POJ2002-Squares

Squares

Time Limit: 3500MS		Memory Limit: 65536K
Total Submissions: 15924		Accepted: 6026

Description
A square is a 4-sided polygon whose sides have equal length and adjacent sides form 90-degree angles. It is also a polygon such that rotating about its centre by 90 degrees gives the same polygon. It is not the only polygon
with the latter property, however, as a regular octagon also has this property. 

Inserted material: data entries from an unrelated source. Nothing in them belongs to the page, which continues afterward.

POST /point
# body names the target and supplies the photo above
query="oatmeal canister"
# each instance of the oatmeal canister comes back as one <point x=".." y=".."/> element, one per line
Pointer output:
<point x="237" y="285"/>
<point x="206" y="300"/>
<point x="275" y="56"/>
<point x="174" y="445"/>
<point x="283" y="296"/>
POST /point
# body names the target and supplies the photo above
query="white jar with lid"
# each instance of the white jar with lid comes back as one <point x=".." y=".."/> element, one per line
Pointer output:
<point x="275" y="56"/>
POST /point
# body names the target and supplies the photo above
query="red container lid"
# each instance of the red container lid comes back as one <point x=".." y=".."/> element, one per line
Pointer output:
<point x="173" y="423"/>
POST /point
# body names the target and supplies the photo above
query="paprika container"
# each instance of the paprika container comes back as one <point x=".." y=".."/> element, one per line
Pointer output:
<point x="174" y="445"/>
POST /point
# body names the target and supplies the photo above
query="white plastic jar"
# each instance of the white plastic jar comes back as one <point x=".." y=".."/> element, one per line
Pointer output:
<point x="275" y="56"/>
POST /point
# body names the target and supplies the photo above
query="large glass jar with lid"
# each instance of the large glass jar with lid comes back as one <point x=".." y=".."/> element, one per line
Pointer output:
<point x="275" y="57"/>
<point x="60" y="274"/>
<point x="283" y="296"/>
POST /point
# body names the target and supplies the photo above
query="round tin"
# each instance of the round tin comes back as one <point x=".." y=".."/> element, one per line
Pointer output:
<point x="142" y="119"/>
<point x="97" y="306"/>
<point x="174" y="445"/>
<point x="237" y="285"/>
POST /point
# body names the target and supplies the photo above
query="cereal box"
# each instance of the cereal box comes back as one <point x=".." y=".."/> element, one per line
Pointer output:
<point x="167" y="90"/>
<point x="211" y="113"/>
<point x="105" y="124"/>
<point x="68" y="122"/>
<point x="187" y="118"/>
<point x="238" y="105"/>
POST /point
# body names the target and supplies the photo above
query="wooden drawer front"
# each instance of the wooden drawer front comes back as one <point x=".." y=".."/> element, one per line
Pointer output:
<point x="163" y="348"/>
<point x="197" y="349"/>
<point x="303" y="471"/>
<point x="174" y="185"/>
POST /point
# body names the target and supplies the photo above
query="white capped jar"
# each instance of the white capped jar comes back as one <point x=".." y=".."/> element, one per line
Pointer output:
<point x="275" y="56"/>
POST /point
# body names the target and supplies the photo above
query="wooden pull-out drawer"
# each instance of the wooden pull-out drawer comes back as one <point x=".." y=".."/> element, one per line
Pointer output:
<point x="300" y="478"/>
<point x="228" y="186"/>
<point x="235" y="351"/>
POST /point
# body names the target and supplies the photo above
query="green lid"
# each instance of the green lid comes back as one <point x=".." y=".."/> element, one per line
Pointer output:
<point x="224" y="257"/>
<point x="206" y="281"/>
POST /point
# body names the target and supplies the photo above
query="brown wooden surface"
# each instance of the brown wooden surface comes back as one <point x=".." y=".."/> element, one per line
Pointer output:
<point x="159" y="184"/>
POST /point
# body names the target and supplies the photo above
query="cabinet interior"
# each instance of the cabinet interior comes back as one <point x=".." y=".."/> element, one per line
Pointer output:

So we all know what a square looks like, but can we find all possible squares that can be formed from a set of stars in a night sky? To make the problem easier, we will assume that the night sky is a 2-dimensional plane, and each star is specified by its x
and y coordinates. 

Input
The input consists of a number of test cases. Each test case starts with the integer n (1 <= n <= 1000) indicating the number of points to follow. Each of the next n lines specify the x and y coordinates (two integers)
of each point. You may assume that the points are distinct and the magnitudes of the coordinates are less than 20000. The input is terminated when n = 0.
Output
For each test case, print on a line the number of squares one can form from the given stars.
Sample Input

4
1 0
0 1
1 1
0 0
9
0 0
1 0
2 0
0 2
1 2
2 2
0 1
1 1
2 1
4
-2 5
3 7
0 0
5 2
0

Sample Output

1
6
1

Source
Rocky Mountain 2004
//AC代码

/*
题意：在平面直角坐标系给出n个点，问你能组成多少个正方形
此题因为给出n是最大1000大小，所以不可能暴力（n^4）
所以我们可以退而求其次，因为是正方形如果我们知道其中两个点那么另外两个点我们自然可以求出
公式：
u.x=node[i].x+(node[i].y-node[j].y);
u.y=node[i].y-(node[i].x-node[j].x);
v.x=node[j].x+(node[i].y-node[j].y);
v.y=node[j].y-(node[i].x-node[j].x);
这样我们可以这两个点创建一个hash表来找另外两个点
*/
#include<iostream>
#include<queue>
#include<cstdio>
#include<algorithm>
#include<cstring>
#include<iomanip>
#include<map>
#include<cstdlib>
#include<cmath>
#include<vector>
#include<set>
#define LL long long
#define IT __int64
#define zero(x) fabs(x)<eps
#define mm(a,b) memset(a,b,sizeof(a))
const int INF=0x7fffffff;
const double inf=1e8;
const double eps=1e-10;
const double PI=acos(-1.0);
const int Max=2001;
using namespace std;
int sign(double x)
{
return (x>eps)-(x<-eps);
}
typedef struct Node
{
int x;
int y;
Node(const int &_x=0, const int &_y=0) : x(_x), y(_y) {}
void input()
{
cin>>x>>y;
}
void output()
{
cout<<x<<" "<<y<<endl;
}
}point;
point node[Max];
int hash[Max<<5];
int next[Max];
double xmult(point p0,point p1,point p2)
{
return(p1.x-p0.x)*(p2.y-p0.y)-(p2.x-p0.x)*(p1.y-p0.y);
}
bool cmp(point u,point v)
{
if(u.y<v.y)
return true;
else if(u.y==v.y)
{
if(u.x<v.x)
return true;
}
return false;
}
bool find(int x,int y)
{
int value,index;
value=abs(x+y);
index=hash[value];
while(index!=-1)
{
if(node[index].x==x&&node[index].y==y)
return true;
index=next[index];
}
return false;
}
int main()
{
int n,m,i,j,value,index;
point u,v;
int sum;
//freopen("D:\\in.txt","r",stdin);
while(cin>>n&&n)
{
sum=0;
//map<int,int>Map_x;
//map<int,int>Map_y;
for(i=0;i<n;i++)
{
node[i].input();
//Map_x[node[i].x]=1;
//Map_y[node[i].y]=1;
}
//cout<<Map_x[-1]<<" "<<Map_y[-1]<<endl;
memset(hash,-1,sizeof(hash));
memset(next,-1,sizeof(next));
sort(node,node+n,cmp);
for(i=0;i<n;i++)
{
value=abs(node[i].x+node[i].y);
next[i]=hash[value];
hash[value]=i;
}
for(i=0;i<n;i++)
{
for(j=i+1;j<n;j++)
{
u.x=node[i].x+(node[i].y-node[j].y);
u.y=node[i].y-(node[i].x-node[j].x);
v.x=node[j].x+(node[i].y-node[j].y);
v.y=node[j].y-(node[i].x-node[j].x);
//cout<<u.x<<" "<<u.y<<" "<<v.x<<" "<<v.y<<endl;
if(find(u.x,u.y)&&find(v.x,v.y))
sum+=1;
}
}
cout<<sum/2<<endl;
}
return 0;
}